I would take what I could get when I could get it. I was shocked by that thought. I could remember Sherry voicing that philosophy. Was I becoming like her?
I suppose at that moment whatever had been between my father and me in the past died. No longer could I look at him and feel the respect and admiration I had always felt; I now looked at him and saw him for what he was-a middle-aged man making a complete fool of himself over a cheap woman.
And I knew that I could just as easily make a fool of myself over the same woman, regardless of my supposed intelligence, regardless of the fact that she was his wife.
"I know she teases you, Johnny," he said, and there was constraint in his voice now. He was subdued, quiet, one man talking to another man about something that was vitally important to both of them. "She throws herself around to any man that'll look, showin' off what she's got. It's her way. She came from nothin' and she'll probably end up the same way. But not now. Don't you fall in with her games, Johnny. You got yourself a nice girl in Leah. You stay with her."
"Leah and I are finished," I said without thinking.
His eyes were veiled as he looked at me, shaking his head sadly. "I'm sorry to hear that, believe me. I think a lot of Leah. She would've been good for you. But if that's the way it is, then that's all the more reason for you to keep in mind what I been tellin' you."
"Dad, for Chrissakes, let me-"
"No," he interrupted harshly. "I've had my say. Whatever you said would only add to the way I feel. You know how I feel now, so you're forewarned. I don't wanna catch you messin' around with her again, Johnny." His eyes were narrow slits, staring at me, commanding me, threatening me. "That's enough," he added.
He rose to his feet, a little unsteadily I imagined, and I wondered if he had been drinking already that morning. From the change in him, I wouldn't have doubted it. It seemed to me that the only things keeping him alive now were his hunger for Sherry and liquor.
I wondered, as I watched him leave the kitchen an shuffle back to his room, what my mother would have thought of him now. The thought left a foul taste in my mouth, and I turned angrily away, slamming my sore hand into the jamb of the kitchen door.
I closed my eyes, picturing him crawling into bed beside her. She would be the kind not to wear a stitch of clothing in bed. I pictured the warmth of her body in the early morning, the fullness of her breasts....
No wonder he didn't trust me. I couldn't trust myself.
Right then, I wished that I were a thousand miles away. But I knew I couldn't run from what was facing me. It was senseless and useless even to contemplate that.
Yet, as I walked out into the still morning air and looked at the debris of the party scattered around the grounds, at the sun rising brightly at the edge of the horizon, I felt that something evil and vile had entered my life, that I no longer was what I had intended being.
As long as both Sherry and I stayed at the farm, this evil would be with me. It was impossible for it not to be so. As my father had said, my breaking up with Leah made it even more imperative that I stay away from Sherry.
With that thought nagging at my mind, I trudged about my morning chores.
CHAPTER NINE
The day somehow dragged by.
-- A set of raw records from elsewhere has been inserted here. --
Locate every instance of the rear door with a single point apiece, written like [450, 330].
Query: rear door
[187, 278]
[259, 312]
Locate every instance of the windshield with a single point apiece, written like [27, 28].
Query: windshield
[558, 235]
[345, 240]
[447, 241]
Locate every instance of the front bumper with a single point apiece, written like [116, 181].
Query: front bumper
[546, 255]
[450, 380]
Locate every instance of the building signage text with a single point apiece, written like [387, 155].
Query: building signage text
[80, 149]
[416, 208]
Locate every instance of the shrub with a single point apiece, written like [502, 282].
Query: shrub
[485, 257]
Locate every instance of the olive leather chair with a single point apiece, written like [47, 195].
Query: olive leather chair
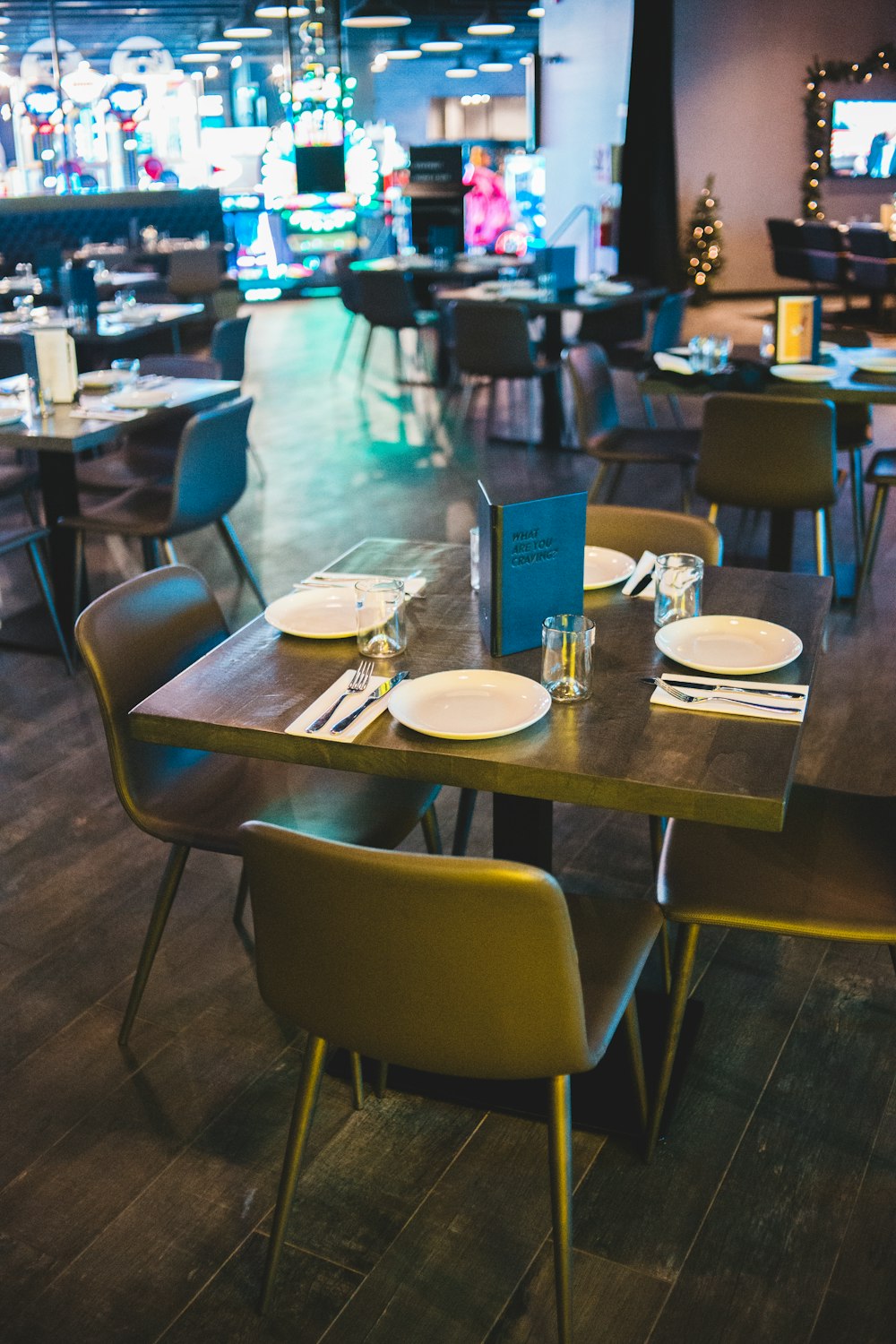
[466, 967]
[210, 478]
[616, 445]
[137, 637]
[771, 453]
[829, 874]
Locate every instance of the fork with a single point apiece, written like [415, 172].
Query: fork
[358, 683]
[728, 699]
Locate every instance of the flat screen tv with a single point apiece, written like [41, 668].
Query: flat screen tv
[863, 139]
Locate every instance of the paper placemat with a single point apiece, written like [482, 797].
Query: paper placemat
[298, 728]
[737, 690]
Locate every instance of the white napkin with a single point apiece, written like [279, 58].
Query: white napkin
[672, 363]
[748, 711]
[298, 728]
[339, 580]
[642, 567]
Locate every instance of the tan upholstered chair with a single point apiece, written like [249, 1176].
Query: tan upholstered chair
[829, 874]
[134, 639]
[462, 967]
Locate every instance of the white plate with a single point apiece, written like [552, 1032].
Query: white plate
[470, 704]
[131, 398]
[605, 567]
[804, 373]
[883, 363]
[737, 645]
[316, 613]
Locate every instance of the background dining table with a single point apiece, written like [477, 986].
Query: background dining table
[58, 440]
[614, 750]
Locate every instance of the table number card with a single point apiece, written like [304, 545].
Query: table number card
[530, 566]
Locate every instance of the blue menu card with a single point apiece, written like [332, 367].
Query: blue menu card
[530, 566]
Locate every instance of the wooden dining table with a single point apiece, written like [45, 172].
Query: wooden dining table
[614, 750]
[59, 440]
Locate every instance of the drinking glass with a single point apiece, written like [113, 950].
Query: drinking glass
[567, 642]
[382, 629]
[678, 588]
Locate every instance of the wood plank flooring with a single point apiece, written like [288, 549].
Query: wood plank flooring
[136, 1187]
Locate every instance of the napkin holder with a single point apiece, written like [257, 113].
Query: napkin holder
[530, 566]
[50, 359]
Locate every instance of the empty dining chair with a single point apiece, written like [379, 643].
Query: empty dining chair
[209, 478]
[137, 637]
[614, 445]
[774, 453]
[481, 969]
[387, 303]
[829, 874]
[492, 341]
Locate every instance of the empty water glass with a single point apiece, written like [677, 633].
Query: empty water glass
[678, 580]
[382, 629]
[567, 644]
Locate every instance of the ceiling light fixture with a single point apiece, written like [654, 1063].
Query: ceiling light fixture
[376, 13]
[489, 24]
[461, 72]
[495, 66]
[402, 50]
[443, 42]
[247, 26]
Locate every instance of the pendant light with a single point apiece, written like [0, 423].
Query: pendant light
[495, 66]
[376, 13]
[247, 27]
[443, 42]
[489, 24]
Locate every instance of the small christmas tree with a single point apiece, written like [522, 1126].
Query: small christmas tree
[704, 254]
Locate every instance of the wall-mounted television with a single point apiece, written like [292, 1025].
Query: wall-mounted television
[863, 139]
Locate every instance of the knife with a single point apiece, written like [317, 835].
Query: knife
[708, 688]
[383, 688]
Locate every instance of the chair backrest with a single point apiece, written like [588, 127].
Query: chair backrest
[228, 347]
[492, 340]
[132, 640]
[210, 470]
[194, 271]
[767, 452]
[592, 394]
[349, 282]
[387, 298]
[669, 320]
[638, 530]
[457, 965]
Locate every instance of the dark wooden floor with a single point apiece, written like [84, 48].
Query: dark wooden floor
[136, 1188]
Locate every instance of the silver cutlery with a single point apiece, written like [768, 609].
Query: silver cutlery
[707, 690]
[358, 683]
[383, 688]
[728, 699]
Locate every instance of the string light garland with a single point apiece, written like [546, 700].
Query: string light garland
[818, 112]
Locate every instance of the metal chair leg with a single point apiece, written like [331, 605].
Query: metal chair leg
[239, 558]
[158, 921]
[298, 1131]
[685, 954]
[430, 825]
[358, 1080]
[465, 808]
[242, 892]
[635, 1054]
[872, 538]
[43, 583]
[560, 1164]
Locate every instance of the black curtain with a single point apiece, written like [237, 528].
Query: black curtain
[649, 214]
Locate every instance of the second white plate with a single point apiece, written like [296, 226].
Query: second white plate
[605, 567]
[469, 704]
[737, 645]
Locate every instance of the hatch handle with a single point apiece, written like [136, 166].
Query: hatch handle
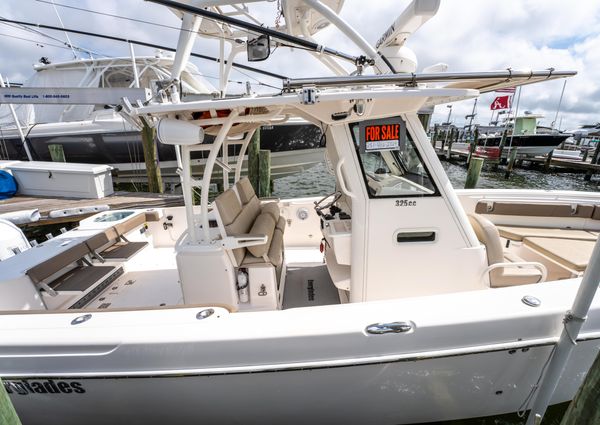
[389, 328]
[340, 176]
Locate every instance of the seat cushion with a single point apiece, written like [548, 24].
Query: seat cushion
[488, 235]
[228, 207]
[263, 225]
[573, 254]
[519, 233]
[276, 248]
[271, 208]
[513, 276]
[281, 224]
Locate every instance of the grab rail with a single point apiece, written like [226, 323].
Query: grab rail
[340, 176]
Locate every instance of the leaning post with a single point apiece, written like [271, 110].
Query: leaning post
[8, 415]
[151, 159]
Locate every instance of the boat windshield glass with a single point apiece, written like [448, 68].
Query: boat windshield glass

I worked hard, letting the liquor of the night before ooze out of my pores in honest sweat.
I stayed out in the fields during the noon meal, not wanting to share the table with them. I imagined that there would be an accounting this day; my rather was obviously getting tired of playing the fool and he probably was going to have it out with Sherry, just as he had had it out with me.
But, finally, I had to come in. I was tired clean through and worn to a frazzle, still sore from the fight with Eddie Mack. I stripped my shirt off as I came into the yard, ducking my head and shoulders into the watering trough. The water felt cool and welcome and I came up spitting water to see Sherry standing beside me with a fluffy towel in her hands.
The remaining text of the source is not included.